Wie war es in den vergangenen Monaten um die alltäglichen Berührungen, um Händedruck und Umarmungen bestellt? Vielen fehlt die tägliche Tuchfühlung mit ihren Mitmenschen. Und besonders chronisch kranke oder pflegebedürftige Personen wissen Berührungen und Körperkontakt, auch professionelle körperorientierte Anwendungen wie Massagen zu schätzen.

©iStock, 1373233799, skynesher

Mit diesem Schwerpunkt gehen wir der Frage nach, wie Berührung zur Heilung beiträgt.
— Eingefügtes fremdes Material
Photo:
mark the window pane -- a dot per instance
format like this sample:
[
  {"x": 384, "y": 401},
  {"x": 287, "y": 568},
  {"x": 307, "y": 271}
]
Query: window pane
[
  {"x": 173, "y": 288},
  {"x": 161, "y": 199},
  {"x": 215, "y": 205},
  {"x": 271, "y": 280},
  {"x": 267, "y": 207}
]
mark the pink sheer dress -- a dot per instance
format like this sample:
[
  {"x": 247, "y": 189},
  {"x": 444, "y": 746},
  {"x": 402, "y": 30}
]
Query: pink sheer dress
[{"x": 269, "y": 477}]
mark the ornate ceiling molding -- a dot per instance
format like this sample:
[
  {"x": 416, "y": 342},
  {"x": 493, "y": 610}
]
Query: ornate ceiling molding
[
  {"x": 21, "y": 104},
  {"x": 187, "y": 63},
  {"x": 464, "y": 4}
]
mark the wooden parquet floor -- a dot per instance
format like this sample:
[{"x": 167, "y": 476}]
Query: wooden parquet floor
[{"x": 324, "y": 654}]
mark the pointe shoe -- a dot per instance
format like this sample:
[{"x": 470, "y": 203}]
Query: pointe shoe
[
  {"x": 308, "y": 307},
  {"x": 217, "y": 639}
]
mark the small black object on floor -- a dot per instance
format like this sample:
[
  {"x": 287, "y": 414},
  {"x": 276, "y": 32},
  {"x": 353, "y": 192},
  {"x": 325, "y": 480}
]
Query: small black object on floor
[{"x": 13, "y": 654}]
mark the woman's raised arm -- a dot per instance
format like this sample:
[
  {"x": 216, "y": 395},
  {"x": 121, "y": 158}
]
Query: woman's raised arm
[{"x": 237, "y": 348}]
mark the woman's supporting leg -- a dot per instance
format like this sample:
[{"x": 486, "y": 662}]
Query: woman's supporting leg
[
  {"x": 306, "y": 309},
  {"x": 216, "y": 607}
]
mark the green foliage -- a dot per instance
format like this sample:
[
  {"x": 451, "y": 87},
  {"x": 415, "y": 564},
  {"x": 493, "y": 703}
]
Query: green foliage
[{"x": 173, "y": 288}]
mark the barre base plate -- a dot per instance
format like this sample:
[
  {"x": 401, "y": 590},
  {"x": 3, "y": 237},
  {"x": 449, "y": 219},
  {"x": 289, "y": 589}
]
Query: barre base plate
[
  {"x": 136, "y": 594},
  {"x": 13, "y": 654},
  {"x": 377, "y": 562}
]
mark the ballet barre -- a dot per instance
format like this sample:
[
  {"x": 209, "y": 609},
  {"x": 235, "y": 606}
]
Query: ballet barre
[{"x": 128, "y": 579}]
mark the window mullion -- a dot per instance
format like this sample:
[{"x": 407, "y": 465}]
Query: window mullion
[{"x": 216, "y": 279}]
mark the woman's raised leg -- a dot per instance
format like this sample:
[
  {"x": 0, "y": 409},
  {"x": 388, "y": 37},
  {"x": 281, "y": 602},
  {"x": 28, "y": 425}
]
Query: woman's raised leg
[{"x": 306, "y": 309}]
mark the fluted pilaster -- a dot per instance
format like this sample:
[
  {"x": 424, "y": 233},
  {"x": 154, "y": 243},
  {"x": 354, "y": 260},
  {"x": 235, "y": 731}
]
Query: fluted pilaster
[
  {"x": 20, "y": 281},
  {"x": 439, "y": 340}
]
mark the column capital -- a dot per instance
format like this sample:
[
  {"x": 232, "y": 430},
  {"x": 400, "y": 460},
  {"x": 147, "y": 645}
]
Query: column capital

Was Patientinnen und Patienten erleben

Im Behandlungsalltag von erkrankten Personen, insbesondere von Krebskranken, kommt es zu zahlreichen Berührungen, oft durch Fremde in eher unangenehmen Situationen. Oft ist auch noch die Berührung selbst unangenehm oder schmerzhaft. Aus dem privaten Umfeld wird berichtet, dass erkrankte Familienmitglieder sich zurückziehen. Einerseits weil sie Energie, Aufmerksamkeit und Zeit für sich, für ihre Therapie und Gesundung brauchen, andererseits wollen sie oft die anderen nicht mehr als „sowieso schon“ belasten. Nebeneffekt ist dann, dass auch die kleinen liebevollen Berührungen, Streicheleinheiten oder Zärtlichkeiten ausfallen. Eine Patientin berichtet über ihre Massage: „So viele Ärzte und medizinisches Pflegepersonal haben mich in den letzten Monaten bei Untersuchungen und Therapien angefasst, aber eine achtsame Berührung hat eine ganz andere Qualität, weil sie darauf ausgerichtet ist, dass es mir im Moment gut gehen darf.“ In ihrem Patientinnenbericht schreibt Gabriele Ruys, selbst von Brustkrebs betroffen, wie beglückend sie die Massagen ihrer Kolleginnen besonders nach der Operation, in der Zeit der körperlichen Stärkung nach der Therapie, empfunden hat. Und nicht nur die Massagen, die sie empfangen hat, sondern auch die, die sie geben konnte, waren bereichernde Erlebnisse in ihren Monaten als Patientin. Schauen wir genauer auf die Wirkung von Berührungen in unserem Körper.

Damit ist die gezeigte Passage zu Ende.